(CNET) -- When Facebook Chief Executive Mark Zuckerberg recently announced a "Like" button that publishers could place on their Web pages, he predicted it would make the Web smarter and "more social."
What Zuckerberg didn't point out is that widespread use of the Like button allows Facebook to track people as they switch from CNN.com to Yelp.com to ESPN.com, all of which are sites that have said they will implement the feature.
Even if someone is not a Facebook user or is not logged in, Facebook's social plugins collect the address of the Web page being visited and the Internet address of the visitor as soon as the page is loaded -- clicking on the Like button is not required.

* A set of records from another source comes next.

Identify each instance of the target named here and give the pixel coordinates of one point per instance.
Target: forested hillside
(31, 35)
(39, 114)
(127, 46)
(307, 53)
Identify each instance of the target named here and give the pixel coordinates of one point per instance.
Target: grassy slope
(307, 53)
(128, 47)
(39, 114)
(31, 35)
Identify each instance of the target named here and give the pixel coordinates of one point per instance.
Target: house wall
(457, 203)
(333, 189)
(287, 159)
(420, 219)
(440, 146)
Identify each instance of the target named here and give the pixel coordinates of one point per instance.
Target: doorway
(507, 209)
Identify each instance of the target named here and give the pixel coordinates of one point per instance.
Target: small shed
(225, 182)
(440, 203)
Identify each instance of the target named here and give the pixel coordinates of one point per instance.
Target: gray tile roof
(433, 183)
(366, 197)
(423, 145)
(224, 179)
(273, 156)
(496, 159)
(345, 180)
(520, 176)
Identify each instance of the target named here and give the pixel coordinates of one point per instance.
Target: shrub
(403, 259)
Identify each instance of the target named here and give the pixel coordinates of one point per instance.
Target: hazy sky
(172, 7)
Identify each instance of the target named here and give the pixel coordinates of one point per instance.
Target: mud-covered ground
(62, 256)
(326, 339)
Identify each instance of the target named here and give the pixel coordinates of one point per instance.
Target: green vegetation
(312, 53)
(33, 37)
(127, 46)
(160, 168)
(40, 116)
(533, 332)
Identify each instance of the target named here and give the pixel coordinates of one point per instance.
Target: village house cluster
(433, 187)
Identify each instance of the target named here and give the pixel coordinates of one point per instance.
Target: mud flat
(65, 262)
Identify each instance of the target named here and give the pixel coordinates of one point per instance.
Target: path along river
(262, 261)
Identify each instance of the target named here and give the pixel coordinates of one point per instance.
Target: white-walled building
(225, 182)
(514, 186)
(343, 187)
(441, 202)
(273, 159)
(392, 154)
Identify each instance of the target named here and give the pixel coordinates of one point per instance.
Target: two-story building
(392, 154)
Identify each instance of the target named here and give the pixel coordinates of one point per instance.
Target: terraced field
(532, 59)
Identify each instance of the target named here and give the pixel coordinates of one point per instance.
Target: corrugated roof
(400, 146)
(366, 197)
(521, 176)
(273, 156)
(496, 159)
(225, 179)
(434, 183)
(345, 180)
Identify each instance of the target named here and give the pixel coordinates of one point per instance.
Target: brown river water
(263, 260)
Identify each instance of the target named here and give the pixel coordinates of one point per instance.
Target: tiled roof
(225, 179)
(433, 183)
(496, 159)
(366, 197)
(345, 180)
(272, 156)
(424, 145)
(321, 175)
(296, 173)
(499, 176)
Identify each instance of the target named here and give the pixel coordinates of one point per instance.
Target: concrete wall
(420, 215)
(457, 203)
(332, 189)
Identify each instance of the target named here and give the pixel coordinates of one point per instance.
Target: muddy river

If enough sites participate, that permits Facebook to assemble a vast amount of data about Internet users' browsing habits.
"If you put a Like button on your site, you're potentially selling out your users' privacy even if they never press that button," says Nicole Ozer, an attorney with the ACLU of Northern California. "It's another example of why user control needs to be the default in Facebook."
In the last few months, scrutiny of the privacy practices of the Internet's second most popular Web site has reached an all-time high, with politicians threatening probes and privacy activists calling for formal investigations.
In response to the outcry, Zuckerberg convened a press conference last week at Facebook's Palo Alto, California, headquarters, where he pledged to make privacy "simpler."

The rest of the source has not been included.